The base case is not that Herald trades to full NAV. The base case is that the market starts valuing the listed line closer to the cash-option formula and stops charging an activist-orphan discount once the circular lands. The top case is that take-up is lighter than feared, the remaining vehicle looks viable, and the shares rerate toward a very tight discount. The bottom case is that the documentation slips, the small-cap tech portfolio drops, or the market decides the post-tender vehicle deserves a permanently wider discount.

Price Target and Probability Map

Scenario Probability Target / Level Return / Payoff Time Horizon Conditions Required Evidence Quality
Top Case 30% 3360p +11.4% 6 to 10 weeks Circular lands on time, vote path stays intact, discount tightens to roughly 0% to 3% on stable or firmer NAV Medium
Base Case 50% 3200p +6.1% 6 to 10 weeks Tender terms remain close to the announced framework, market prices the cash-option math, but keeps some residual stub discount High
Bottom Case 20% 2760p -8.5% 6 to 10 weeks Definitive documents wobble, portfolio beta turns against the trust, or discount widens back into activist-deadlock territory Medium
Invalidation / Stop Condition n/a 2825p -6.3% Immediate on trigger Circular slips materially past mid-June, Aberdeen or HIML documentation breaks, or the discount widens beyond about 13% without a matching NAV hit High

Probability-weighted expected value: About +4.8% before fees, stamp duties, and FX.

Current market price / level: 3,015p offer, 3,000p bid, estimated NAV 3,263.28p.

Timestamp: 18 May 2026 23:49 Singapore time for the Fidelity quote; official ex-income NAV 3,321.44p as of 15 May 2026, published 18 May 2026.

Primary instrument: Herald Investment Trust common shares.

Alternative expressions considered: Waiting to elect into the cash option after the circular; the in specie route for very large holders; no practical listed-options expression verified.

Confidence: Medium.

What Could Go Wrong

The strongest counterargument is straightforward: the market is not mispricing the exit, it is pricing the post-exit stub.
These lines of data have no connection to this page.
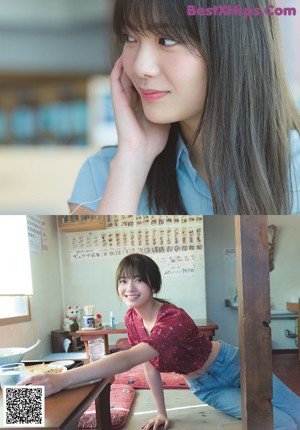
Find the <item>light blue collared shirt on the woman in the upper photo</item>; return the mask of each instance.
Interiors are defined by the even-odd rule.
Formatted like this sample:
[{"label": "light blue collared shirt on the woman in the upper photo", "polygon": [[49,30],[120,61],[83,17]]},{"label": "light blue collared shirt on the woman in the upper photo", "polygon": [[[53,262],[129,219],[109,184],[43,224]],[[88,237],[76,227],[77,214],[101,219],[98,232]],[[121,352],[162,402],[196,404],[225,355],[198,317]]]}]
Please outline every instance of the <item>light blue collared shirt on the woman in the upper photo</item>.
[{"label": "light blue collared shirt on the woman in the upper photo", "polygon": [[[293,195],[293,214],[300,214],[300,138],[291,132],[292,166],[291,193]],[[117,147],[106,147],[92,155],[83,164],[76,179],[70,204],[79,205],[91,202],[102,196],[109,175],[109,166],[117,152]],[[188,150],[180,138],[177,142],[176,171],[179,190],[188,214],[213,215],[210,190],[205,181],[192,166]],[[96,211],[99,200],[85,203],[84,206]],[[148,215],[147,189],[144,188],[138,206],[139,215]]]}]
After a big tender, Herald will be smaller, its cost ratio could look worse, and the remaining vehicle could still trade on a discount because the underlying portfolio is volatile and global small-cap tech is not a sleepy asset base.

There is also real execution risk. The circular is not out yet. The final cost allocation is not yet printed. The cash option is capped and scaled, even if the guaranteed capacity is better than the market seems to assume. If the portfolio sells off before the calculation date, the tender formula falls with it. If the documentation between Herald, HIML, and Aberdeen stumbles, the whole setup de-rates immediately.

What Would Prove This Wrong

This fails if the board cannot publish the circular on roughly the timetable it announced, if the definitive Aberdeen package weakens the continuity story, or if the final tender economics show materially larger friction than the market currently expects. It also fails if the shares tighten to a very small discount before those confirmations arrive. At that point the edge is gone, even if the deal still closes.

Bottom Line

Herald is not cheap because the market loves the portfolio. It is cheap because the market still treats the stock as an unresolved governance fight. The filings say the fight is moving into documentation, not warfare. At roughly 3,015p against a published exit formula tied to NAV, the cleaner trade is to own the common shares and let the discount do the work.